2 Ideologie und Bewusstsein bei Marx und Engels
Dieses Kapitel behandelt die Kritik von Marx und Engels am Deutschen Idealismus und stellt die materiellen Bedingungen der Produktion als Grundlage für gesellschaftliche Verhältnisse dar. Es beleuchtet den Ideologiebegriff und seine Relevanz für die Wissenssoziologie.
2.1 Kritik am Deutschen Idealismus
Dieser Abschnitt fokussiert auf die Kritik von Marx und Engels an der idealistischen Philosophie der Junghegelianer. Sie argumentieren, dass diese Philosophen die Kritik auf die Religion beschränkten und damit die bestehenden Verhältnisse unhinterfragt akzeptierten. Sie fordern stattdessen, die materiellen Grundlagen des Denkens zu untersuchen.

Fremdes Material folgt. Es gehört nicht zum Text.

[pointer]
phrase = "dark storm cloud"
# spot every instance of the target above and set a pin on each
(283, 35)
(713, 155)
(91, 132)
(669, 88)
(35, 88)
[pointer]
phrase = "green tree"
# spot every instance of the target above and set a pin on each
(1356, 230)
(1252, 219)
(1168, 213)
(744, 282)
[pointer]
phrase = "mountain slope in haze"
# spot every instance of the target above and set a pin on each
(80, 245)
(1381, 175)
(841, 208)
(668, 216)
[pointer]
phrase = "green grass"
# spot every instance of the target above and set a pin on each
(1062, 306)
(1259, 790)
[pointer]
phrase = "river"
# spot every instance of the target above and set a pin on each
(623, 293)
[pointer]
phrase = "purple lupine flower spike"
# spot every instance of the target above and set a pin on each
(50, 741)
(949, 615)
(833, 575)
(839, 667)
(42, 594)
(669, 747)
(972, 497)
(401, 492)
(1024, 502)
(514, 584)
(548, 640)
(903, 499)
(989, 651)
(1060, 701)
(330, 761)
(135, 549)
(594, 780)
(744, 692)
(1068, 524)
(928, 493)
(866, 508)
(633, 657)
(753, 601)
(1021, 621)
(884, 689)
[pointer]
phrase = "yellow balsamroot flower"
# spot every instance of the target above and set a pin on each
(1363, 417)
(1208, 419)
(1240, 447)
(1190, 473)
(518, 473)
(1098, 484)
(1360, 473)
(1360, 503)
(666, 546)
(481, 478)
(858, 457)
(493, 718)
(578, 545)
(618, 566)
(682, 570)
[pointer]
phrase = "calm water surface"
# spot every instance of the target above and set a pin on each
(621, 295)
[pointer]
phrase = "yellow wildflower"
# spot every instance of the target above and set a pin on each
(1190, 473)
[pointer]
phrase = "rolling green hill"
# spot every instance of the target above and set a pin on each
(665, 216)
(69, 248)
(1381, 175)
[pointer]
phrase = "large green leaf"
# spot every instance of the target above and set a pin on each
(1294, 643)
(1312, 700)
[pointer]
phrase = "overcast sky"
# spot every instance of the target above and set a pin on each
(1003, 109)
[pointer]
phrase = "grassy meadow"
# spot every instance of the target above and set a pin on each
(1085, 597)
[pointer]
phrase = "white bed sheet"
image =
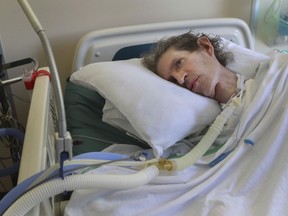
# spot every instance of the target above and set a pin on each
(252, 180)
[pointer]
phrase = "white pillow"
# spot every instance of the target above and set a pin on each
(246, 61)
(160, 112)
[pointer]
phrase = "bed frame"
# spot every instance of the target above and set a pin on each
(39, 149)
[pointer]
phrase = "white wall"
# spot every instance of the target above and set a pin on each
(66, 20)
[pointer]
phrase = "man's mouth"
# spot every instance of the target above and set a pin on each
(192, 85)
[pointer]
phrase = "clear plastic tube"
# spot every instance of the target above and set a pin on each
(199, 150)
(56, 186)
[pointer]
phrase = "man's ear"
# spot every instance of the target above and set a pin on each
(205, 43)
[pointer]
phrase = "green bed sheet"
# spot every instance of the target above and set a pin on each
(83, 109)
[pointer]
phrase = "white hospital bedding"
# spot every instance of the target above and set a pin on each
(252, 180)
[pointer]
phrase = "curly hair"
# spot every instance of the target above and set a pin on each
(187, 42)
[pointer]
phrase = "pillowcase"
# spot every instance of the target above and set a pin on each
(246, 61)
(158, 111)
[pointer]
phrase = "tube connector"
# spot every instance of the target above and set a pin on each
(163, 164)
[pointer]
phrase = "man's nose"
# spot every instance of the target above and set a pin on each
(180, 77)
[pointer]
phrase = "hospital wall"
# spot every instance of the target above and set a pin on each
(65, 21)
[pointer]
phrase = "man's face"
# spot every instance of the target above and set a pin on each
(197, 71)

2.2 Die materielle Basis der gesellschaftlichen Verhältnisse
Dieser Abschnitt beleuchtet die zentrale These von Marx und Engels, dass die Produktion der Lebensmittel die Grundlage für die Entwicklung der Gesellschaft ist. Die jeweilige Lebensweise wird durch die materiellen Bedingungen der Produktion beeinflusst und diese wiederum durch den Verkehr der Menschen untereinander und die Arbeitsteilung geprägt.
Schlüsselwörter
Die wichtigsten Schlüsselwörter der Hausarbeit sind Ideologie, Bewusstsein, Habitus, Wissenssoziologie, Produktion, Reproduktion, gesellschaftliche Verhältnisse, materiellen Bedingungen, Arbeitsteilung, Kritik am Deutschen Idealismus, soziale Strukturen.